Traditional social conservatism actually places very little
emphasis on the freedoms of the individual. It emphasises the role of social
institutions for sustaining stability and conserving the community’s way of
life. The individual, whilst possessing fundamental rights, is primarily viewed
as part of the community, to whose good and well-being their own individual
wants and desires are to be subjugated.
A traditional conservative, principally preoccupied with
threats to the way of life, would not necessarily find anything instinctively
jarring or alarming about claims of a threat, apparently so exceptional in
nature that extraordinary mitigations must follow. They would, in all
likelihood, approve of the decisiveness in such a response, and regard it as a
matter of public duty to go along with it.
Such traditional conservatives, therefore, have equally found
something to like in the sweeping authoritarianism and overt bossiness of the
lockdown, and most certainly something rather pleasing in the ease with which
the attitude to and presentation of a face mask demonstrates the apparent
regard for our ultimate duty. It’s a case of do as you’re told, or you’re a bad
person; play your part, or have no part!
And that’s the truth behind the rise of the mask: we are all
deeply invested in what the meaning is behind something so visible, so
impossible to wear or not wear without signalling something to the world.
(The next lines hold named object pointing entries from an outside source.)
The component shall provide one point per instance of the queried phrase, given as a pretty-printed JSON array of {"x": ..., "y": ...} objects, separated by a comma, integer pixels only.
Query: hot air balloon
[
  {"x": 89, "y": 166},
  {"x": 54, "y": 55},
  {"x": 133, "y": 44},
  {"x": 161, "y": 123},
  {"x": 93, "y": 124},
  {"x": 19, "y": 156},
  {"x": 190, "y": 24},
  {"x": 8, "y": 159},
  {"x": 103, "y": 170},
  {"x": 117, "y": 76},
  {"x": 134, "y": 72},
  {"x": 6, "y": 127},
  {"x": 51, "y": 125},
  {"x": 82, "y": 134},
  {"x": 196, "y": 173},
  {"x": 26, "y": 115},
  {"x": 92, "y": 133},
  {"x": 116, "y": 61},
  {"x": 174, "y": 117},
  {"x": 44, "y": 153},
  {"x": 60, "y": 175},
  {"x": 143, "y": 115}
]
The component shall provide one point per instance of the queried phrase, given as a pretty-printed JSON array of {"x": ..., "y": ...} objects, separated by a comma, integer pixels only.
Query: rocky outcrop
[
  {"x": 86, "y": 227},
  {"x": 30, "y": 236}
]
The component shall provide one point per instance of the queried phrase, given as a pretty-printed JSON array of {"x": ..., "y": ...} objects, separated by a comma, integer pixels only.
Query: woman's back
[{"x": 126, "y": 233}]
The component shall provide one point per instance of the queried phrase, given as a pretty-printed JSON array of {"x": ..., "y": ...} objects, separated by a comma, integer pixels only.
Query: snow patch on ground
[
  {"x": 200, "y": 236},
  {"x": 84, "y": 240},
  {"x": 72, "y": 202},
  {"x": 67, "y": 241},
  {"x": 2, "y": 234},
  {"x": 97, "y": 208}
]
We’re
arguing about what that something is.
For opponents of the mask, it’s a capitulation, at best, to
iffy science; at worst a mark of psychological warfare and a pandering to the
irrational fears of those choosing a child-like need for safety over an adult
dose of bracing reality, as well as those for whom the mask moulds society in a
manner that appeals to their desires.
Ultimately, the extent to which professing mask enthusiasts
really are true believers will depend on how quickly their masks come off. IF
it’s about fear or lauding it over others, the mask zealots will make a big
noise and grow increasingly vicious in their demonisation of those of us who
will be ditching our masks, before quietly letting go of theirs too when they
realise the milage has run out and the threat they feared or exploited really
has been jabbed into submission.
I think that things will calm down, but now the great mask experiment has taken place once, I see every reason to think there will be calls for mask mandates again – perhaps a bad flu season will be the excuse. I think that there will be many who would like to see a replay, which might have sounded weird, were it not the case that the real story of masks isn’t one of public health but a marriage of fear and toxic politics.